Liverpool Sound and Vision Rating * * * *

There is not much in life than can withstand the Wind & Stone when the elements decide humanity needs to be subjected to passion and the response of intimate warning that comes with Time. The wisdom of the age precludes that the walker must turn their face to the wind to feel life and that no hair remains unturned in its wrath and gentlest blow, whilst the block of stone that you pick up is just but a statue waiting to be fashioned.

It is in this thought that the wind and the stone stand guard pondering and in the image of the Inukshuk they combine to add strength of purpose to humanity’s search for poetic meaning and the desire to shape and fashion their own landscape, their own story.

For Scotland’s Finn Paul, passion abounds as his voice captures the essence of pursuing your own environment, of chiselling away at the stone in which you wish to see others understand, and in which the wind will slowly erode making way for others to have the confidence to see their own dream terrain take shape.

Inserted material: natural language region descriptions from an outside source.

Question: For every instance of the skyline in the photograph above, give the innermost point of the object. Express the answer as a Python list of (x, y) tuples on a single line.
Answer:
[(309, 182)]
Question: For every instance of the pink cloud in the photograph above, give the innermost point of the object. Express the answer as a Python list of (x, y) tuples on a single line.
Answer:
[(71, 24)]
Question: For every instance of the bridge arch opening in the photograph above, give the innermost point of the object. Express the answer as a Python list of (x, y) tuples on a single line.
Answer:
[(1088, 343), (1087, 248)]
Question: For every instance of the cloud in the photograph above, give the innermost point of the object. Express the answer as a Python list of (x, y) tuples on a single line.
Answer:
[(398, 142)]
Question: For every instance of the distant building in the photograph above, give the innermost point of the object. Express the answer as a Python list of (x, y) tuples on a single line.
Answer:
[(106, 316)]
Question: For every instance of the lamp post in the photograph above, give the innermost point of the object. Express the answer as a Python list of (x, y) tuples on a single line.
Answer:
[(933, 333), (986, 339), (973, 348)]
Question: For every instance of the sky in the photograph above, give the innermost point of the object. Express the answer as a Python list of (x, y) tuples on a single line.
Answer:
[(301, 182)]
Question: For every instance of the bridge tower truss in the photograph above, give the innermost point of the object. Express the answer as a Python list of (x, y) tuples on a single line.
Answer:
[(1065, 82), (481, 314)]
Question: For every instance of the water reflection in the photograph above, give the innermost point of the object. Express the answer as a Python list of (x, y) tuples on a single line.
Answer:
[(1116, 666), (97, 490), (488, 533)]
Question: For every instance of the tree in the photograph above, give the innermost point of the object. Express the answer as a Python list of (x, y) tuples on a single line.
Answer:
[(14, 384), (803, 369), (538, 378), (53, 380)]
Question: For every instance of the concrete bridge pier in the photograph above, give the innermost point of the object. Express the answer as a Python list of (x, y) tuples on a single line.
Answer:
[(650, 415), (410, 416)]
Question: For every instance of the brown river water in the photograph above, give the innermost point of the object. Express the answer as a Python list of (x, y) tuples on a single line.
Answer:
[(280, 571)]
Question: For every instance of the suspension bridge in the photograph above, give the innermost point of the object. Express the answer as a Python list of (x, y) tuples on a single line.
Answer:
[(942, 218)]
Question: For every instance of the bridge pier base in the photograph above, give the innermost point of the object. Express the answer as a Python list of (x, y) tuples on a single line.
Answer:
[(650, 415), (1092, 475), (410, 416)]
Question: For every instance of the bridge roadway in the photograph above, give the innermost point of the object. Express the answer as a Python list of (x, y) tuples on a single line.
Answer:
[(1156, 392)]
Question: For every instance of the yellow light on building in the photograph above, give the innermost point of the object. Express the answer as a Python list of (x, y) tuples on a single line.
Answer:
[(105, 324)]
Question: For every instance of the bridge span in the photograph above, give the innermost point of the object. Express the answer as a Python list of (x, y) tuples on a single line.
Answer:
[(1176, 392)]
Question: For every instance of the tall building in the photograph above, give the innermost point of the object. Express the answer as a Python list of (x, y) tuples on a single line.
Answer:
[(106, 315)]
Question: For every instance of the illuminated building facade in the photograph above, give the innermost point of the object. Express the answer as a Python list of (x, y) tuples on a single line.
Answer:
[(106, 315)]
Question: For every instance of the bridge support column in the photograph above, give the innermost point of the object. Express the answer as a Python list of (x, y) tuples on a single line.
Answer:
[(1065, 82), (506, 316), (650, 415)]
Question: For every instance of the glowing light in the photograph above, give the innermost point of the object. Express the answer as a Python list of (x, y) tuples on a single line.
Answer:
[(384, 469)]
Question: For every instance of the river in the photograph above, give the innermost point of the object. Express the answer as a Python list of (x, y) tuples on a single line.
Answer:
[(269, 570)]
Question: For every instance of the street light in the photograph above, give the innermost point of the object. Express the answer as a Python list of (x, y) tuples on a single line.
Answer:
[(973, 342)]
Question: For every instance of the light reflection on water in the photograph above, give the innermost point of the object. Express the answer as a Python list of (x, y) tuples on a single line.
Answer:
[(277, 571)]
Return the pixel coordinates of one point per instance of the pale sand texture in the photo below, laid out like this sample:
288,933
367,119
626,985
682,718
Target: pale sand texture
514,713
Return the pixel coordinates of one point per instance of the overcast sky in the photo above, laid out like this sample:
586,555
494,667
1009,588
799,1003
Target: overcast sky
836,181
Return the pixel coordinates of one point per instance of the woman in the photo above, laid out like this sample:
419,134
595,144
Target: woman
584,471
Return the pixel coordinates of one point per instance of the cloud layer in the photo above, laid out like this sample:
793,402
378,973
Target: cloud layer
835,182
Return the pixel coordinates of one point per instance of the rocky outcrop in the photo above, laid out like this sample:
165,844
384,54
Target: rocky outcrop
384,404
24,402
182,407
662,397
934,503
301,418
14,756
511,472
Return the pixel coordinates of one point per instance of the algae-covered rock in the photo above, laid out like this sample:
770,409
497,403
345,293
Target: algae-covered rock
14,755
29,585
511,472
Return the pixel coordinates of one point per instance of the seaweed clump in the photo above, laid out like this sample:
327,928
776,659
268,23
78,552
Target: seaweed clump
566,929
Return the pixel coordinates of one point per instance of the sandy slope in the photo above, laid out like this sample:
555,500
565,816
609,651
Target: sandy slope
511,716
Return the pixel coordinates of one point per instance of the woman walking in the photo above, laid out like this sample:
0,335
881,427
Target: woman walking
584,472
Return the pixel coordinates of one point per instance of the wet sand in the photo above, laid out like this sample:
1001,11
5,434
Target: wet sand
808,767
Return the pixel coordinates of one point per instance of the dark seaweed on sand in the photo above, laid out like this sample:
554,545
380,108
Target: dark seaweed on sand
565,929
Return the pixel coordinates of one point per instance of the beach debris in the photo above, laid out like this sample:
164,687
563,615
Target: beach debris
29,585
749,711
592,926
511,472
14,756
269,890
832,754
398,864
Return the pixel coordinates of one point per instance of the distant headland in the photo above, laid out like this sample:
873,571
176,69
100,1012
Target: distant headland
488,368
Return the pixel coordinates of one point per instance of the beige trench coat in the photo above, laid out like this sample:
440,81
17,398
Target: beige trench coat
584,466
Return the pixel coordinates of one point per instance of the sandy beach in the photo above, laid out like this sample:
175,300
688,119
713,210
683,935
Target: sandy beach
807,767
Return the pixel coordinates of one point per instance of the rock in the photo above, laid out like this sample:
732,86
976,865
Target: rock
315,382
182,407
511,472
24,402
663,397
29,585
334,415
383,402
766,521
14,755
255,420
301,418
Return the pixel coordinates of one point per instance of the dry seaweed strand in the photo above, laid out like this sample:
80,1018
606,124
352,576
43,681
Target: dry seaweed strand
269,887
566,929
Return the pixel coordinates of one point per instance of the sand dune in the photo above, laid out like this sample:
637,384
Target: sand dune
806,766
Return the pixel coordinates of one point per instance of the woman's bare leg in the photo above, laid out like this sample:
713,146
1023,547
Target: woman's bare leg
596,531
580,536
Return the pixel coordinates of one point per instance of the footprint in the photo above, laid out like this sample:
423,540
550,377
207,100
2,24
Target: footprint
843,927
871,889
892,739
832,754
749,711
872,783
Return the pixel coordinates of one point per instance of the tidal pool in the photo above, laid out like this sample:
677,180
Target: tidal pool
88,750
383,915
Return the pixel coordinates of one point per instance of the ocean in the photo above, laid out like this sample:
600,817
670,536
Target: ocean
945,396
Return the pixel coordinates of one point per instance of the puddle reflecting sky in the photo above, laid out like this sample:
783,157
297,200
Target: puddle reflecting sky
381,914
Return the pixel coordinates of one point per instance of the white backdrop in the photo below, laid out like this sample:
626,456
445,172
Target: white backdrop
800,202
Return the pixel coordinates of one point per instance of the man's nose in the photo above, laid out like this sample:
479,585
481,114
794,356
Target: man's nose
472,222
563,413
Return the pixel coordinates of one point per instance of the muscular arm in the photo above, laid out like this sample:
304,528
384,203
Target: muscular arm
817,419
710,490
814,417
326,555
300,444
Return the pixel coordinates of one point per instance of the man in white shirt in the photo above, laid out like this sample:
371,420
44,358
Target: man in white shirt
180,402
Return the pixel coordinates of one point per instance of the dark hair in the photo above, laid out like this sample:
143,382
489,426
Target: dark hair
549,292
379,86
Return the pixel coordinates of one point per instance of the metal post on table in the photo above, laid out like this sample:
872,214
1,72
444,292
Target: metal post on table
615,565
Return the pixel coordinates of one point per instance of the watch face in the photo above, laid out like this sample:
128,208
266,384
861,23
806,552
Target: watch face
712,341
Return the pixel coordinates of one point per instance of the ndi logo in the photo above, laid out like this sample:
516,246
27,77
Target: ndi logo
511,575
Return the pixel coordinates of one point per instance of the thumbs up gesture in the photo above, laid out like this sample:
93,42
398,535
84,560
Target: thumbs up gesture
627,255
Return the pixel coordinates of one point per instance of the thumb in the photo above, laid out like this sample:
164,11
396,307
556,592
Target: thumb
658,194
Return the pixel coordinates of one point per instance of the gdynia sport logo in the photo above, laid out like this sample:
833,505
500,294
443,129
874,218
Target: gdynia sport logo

In Finn Paul’s Wind & Stone, the experiences he has undergone, the enchantment of seeing life from different shores, all combine to bring folk inspired songs to a place where magic has not been forgotten, where a world of creation enthuses the man-made Inukshuk that stands guard and where songs such as The Watcher, Norwegian Sea, Anna, Drive It All Away and the album’s title track, Wind & Stone are given the breath of life that we all so badly need and in which the panoramic view is enough to make you believe in a higher purpose of existence.

It is the accent of narrative that we are swept of our feet, the wind pushes us along and the stones mark the way, the miles travelled and the miles still to go, regardless of whether it is the pebble skimmed across the lake or the marble statue which took shape over thousands of hours, each marks the passing of time; the narrative of that time which is understood and celebrated by Finn Paul.

An album that sings gently of secrets and reveals, passionate and watchful, Wind & Stone is the backdrop to how we wish to see our own landscape take shape.